NNPDF-Funded Research Grant # 47

TITLE: Targeting sphingosine storage as a new therapeutic approach for Niemann-Pick type C
PROJECT INVESTIGATOR: Fran Platt & Emyr Lloyd-Evans

PERIOD: 3/1/2008 - 2/28/2010

PROJECT DESCRIPTION   Interim STATUS REPORT
Dated 3/27/2009
Lay summary Niemann-Pick C1 (NPC) is an inherited disease where lipids including cholesterol and sphingolipids (sphingosine, sphingomyelin and glycosphingolipids) accumulate in lysosomes (the recycling compartment of the cell). This lysosomal lipid storage in NPC results in abnormal cell function and can ultimately lead to cell death, particularly in the brain. How lipid storage relates to cell death has not been established. The function of the NPC1 protein, defective in NPC disease, is also unknown. It has recently been shown that NPC1 can bind cholesterol, however, this function was not necessary to rescue cells lacking NPC1 protein expression. This suggests that there is another factor, other than cholesterol, which causes the cellular abnormalities seen in NPC.

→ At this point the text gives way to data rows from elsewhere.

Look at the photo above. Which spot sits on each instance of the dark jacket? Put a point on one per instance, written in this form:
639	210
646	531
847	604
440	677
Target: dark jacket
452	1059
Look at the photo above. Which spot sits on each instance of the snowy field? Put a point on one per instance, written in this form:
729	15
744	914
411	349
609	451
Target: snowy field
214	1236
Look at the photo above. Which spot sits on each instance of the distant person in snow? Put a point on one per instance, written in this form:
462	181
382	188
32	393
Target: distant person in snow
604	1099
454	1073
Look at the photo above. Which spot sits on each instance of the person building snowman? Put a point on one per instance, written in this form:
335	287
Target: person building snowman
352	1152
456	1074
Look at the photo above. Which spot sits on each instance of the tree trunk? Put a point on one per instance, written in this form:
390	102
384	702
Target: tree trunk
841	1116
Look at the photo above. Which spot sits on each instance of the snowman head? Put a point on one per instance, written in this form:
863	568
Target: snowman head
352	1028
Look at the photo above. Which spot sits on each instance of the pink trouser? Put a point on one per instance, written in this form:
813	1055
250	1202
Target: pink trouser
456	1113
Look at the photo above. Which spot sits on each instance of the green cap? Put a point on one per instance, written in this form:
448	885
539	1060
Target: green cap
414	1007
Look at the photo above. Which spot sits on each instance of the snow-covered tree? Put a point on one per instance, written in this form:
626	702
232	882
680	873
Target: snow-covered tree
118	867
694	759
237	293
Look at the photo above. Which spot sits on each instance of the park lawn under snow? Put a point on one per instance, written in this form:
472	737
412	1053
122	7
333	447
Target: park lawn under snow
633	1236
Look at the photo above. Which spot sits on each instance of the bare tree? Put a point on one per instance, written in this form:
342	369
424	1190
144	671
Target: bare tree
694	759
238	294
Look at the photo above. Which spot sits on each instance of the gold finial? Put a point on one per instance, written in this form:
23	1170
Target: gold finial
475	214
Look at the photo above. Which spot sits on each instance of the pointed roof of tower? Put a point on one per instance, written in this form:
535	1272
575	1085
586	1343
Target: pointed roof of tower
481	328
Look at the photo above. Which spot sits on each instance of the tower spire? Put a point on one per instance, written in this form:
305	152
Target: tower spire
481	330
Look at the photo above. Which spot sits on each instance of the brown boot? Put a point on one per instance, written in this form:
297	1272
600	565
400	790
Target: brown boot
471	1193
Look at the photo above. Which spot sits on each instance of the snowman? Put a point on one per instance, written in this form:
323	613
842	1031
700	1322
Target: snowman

We have discovered that NPC cells have dramatically lower lysosomal calcium, this results in an inability to recycle lipids which ultimately results in their storage (cholesterol, sphingomyelin and glycosphingolipids). The cause of this storage is sphingosine accumulation, a lipid which is known to be stored in the brain and other organs of NPC patients. Storage of sphingosine is the first measurable event after blocking/reduction of NPC1 function in normal cells, and it is this storage that causes all downstream events. We now propose to study the accumulation of sphingosine in NPC1 mice in order to develop a potential substrate reduction therapy to reduce sphingosine storage.
  We have discovered that NPC cells have dramatically lower lysosomal calcium, this results in an inability to recycle lipids which ultimately results in their storage (cholesterol, sphingomyelin and glycosphingolipids). The cause of this storage is sphingosine, a lipid which accumulates in the brain and other organs of NPC patients. Storage of sphingosine is the first measurable event after prevention of NPC1 function in normal cells, and it is this storage that causes all the downstream events. In this grant we are testing two therapeutic approaches based upon these new findings. The first is to reduce sphingosine accumulation which we are doing either with miglustat or myriocin. So far we have treated mice with miglustat and tissues are about to be analysed to measure sphingosine before and after treatment to test whether this is why miglustat is of benefit in NPC1 disease. Myriocin is quite a toxic drug that can be used experimentally in animals to test whether or not reducing the manufacture of sphingolipids is of therapeutic benefit. We are currently testing it in mice giving it either orally or by injection. These studies are ongoing. The second therapeutic approach we are testing is to compensate for the low lysosomal calcium levels in NPC by elevating the levels of calcium in the cytoplasm of the cell, using the natural product curcumin. We have found that curcumin therapy results in benefit. In the first part of the NNPDF grant we have combined miglustat with curcumin to target two different steps of the disease process and found that the benefits of combination therapy are greater than using either drug alone. We are now doing a larger scale experiment to validate this finding and explore the effects of combination therapy in more detail.